Lange galt der eigene Firmenwagen und Parkplatz als ultimatives Statussymbol, während öffentliche Verkehrsmittel als Mobilitätsform zweiter Klasse für Azubis und Sparfüchse abgetan wurden. Dabei bietet der ÖPNV nicht nur eine ökologischere Alternative, sondern auch ökonomische Chancen für beide Parteien. Wird der Firmenstandort gezielt nach einer guten ÖPNV-Erreichbarkeit ausgewählt, steigt die Motivation für bisherige Autofahrer:innen, auf Bus und Bahn umzusteigen denn sie kosten nahezu immer weniger als das Auto in Anschaffung und Unterhalt. Und wer jetzt als Arbeitgeber noch ein bezuschusstes Firmenticket bietet, wird zur echten finanziellen Alternative.
Wer dennoch das Auto präferiert oder schlecht angebunden wohnt, wird sich spätestens mit der nächsten Neuanschaffung die Frage stellen, ob man weiter auf einen Verbrenner setzt oder ein E-Auto wählt. Auch hier können Unternehmen durch die Installation von E-Ladesäulen ihren potenziellen Mitarbeiter:innen eine echte Sorge nehmen. Denn bis heute wird das spärlich ausgebaute Ladenetz von vielen als Hauptgrund genannt, kein E-Auto zu kaufen. Acht Stunden Büropräsenz sollten zum Vollladen reichen, oder?

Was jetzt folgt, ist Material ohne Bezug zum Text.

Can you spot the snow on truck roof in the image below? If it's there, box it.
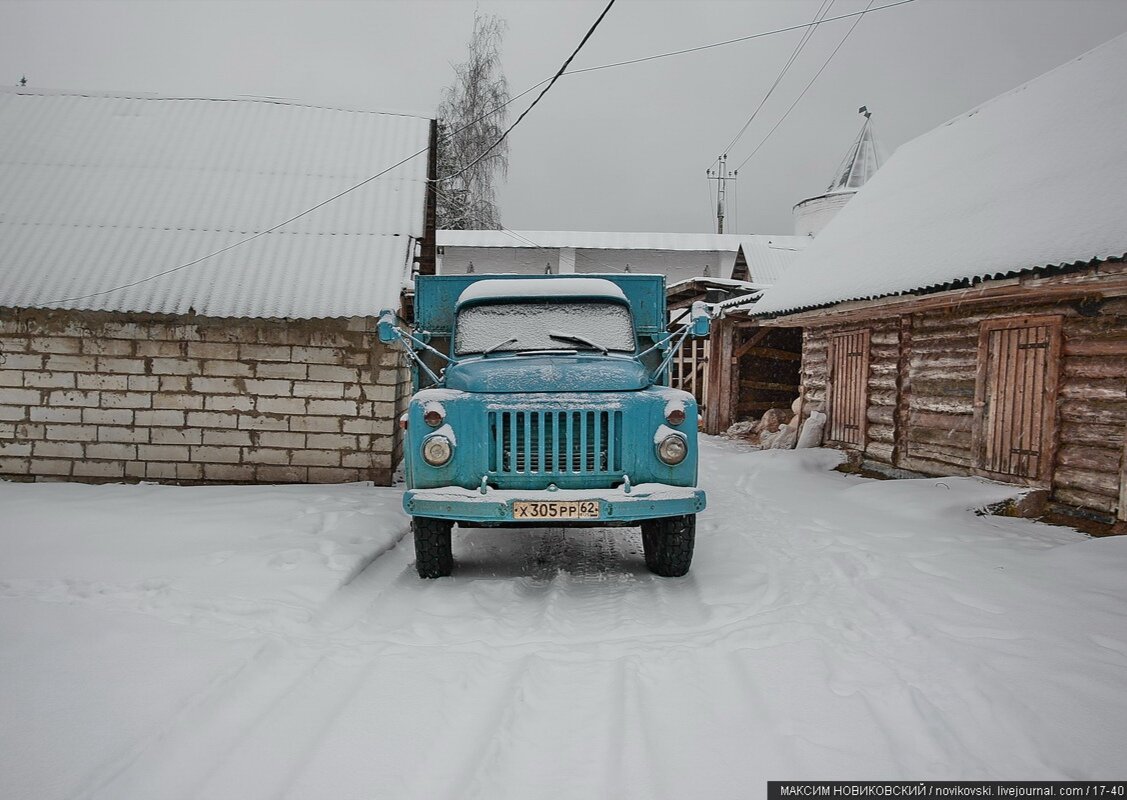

Das Thema Ernährung nimmt heute gar religiöse Züge an und führt nicht selten zu lebhaften Diskussionen. Neben persönlichen Geschmackspräferenzen spielen Fragen der Herkunft, der Produktionsbedingungen und des Tierschutzes eine immer größere Rolle. Nun sei an dieser Stelle festgehalten, dass einerseits jeder seine Ernährung selbst gestalten darf, es aber gleichzeitig nicht die Pflicht der Unternehmen ist, diesen privaten Bedürfnissen nachzukommen. Dennoch können sie mit kleinen Gesten zum Dialog und Wohlbefinden aller beitragen und so Bewerber:innen begeistern.
Und auch gespeist wird im beruflichen Kontext regelmäßig. Ob Mensa, Grillfest oder Weihnachtsfeier: Hungrige Kolleg:innen mit unterschiedlichsten Präferenzen warten überall. Wer hier auch vegane Alternativen bietet oder auf Bio-Produkte lokaler Herkunft setzt, kann Millennials und die Generation Z von sich überzeugen – mit einem Kaffee im Bewerbungsgespräch.
10,4 % der 15- bis 29-jährigen ernähren sich vegan.
Nun fokussieren sich die Punkte Mobilität sowie Ernährung stark auf die Nachhaltigkeit im Sinne des Umweltschutzes. Doch die junge Generation sorgt sich auch um gesellschaftliche Entwicklungen. Ob Rassismus, Sexismus oder politischer Extremismus: Die Bedrohungen des friedlichen Zusammenlebens scheinen – auch durch Social Media – präsenter denn je. War es vor zehn Jahren noch ein Unding, sich als Wirtschaftsunternehmen an politischen Debatten zu beteiligen, so hat sich diese Ansicht inzwischen gewandelt –und das hängt stark mit den Anforderungen der Kund:innen, aber eben auch der Bewerber:innen zusammen.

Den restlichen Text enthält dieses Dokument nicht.